Muscle is made up of bundles of long, thin fibers wrapped in tough connective tissue, like shrink-wrapped logs. Scattered through the fiber packets are tiny pockets of fat, which the body draws on for energy. A lot of the joy of meat is the feeling of your teeth punching through these bundles, the fat and juice squirting as you chomp.
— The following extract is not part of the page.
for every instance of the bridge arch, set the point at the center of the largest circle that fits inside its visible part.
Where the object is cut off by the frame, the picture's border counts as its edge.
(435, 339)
Plant proteins, on the other hand, are not aligned or bundled. They're more like random piles of sticks. They have none of the tensile strength or moisture-retention properties of muscle, which is why earlier generations of veggie burgers fell apart and lacked the release of rich, juicy fats. The only exception is gluten, the protein found in wheat, which has some amazing qualities. It forms a spring-like structure that can expand
and contract, making dough stretchy and retaining moisture in its matrix of interlinked proteins. But those long proteins also like to curl in on themselves like a nest of snakes, which prevents digestive enzymes from getting at them. When that partially digested gluten makes it into the gut of someone with celiac disease, the immune system mistakes the intact proteins for evil microbes, freaks out, and strafes the intestine with friendly fire. Even those who don't have an adverse response to wheat often find the concentrated gluten in veggie burgers to be digestively challenging.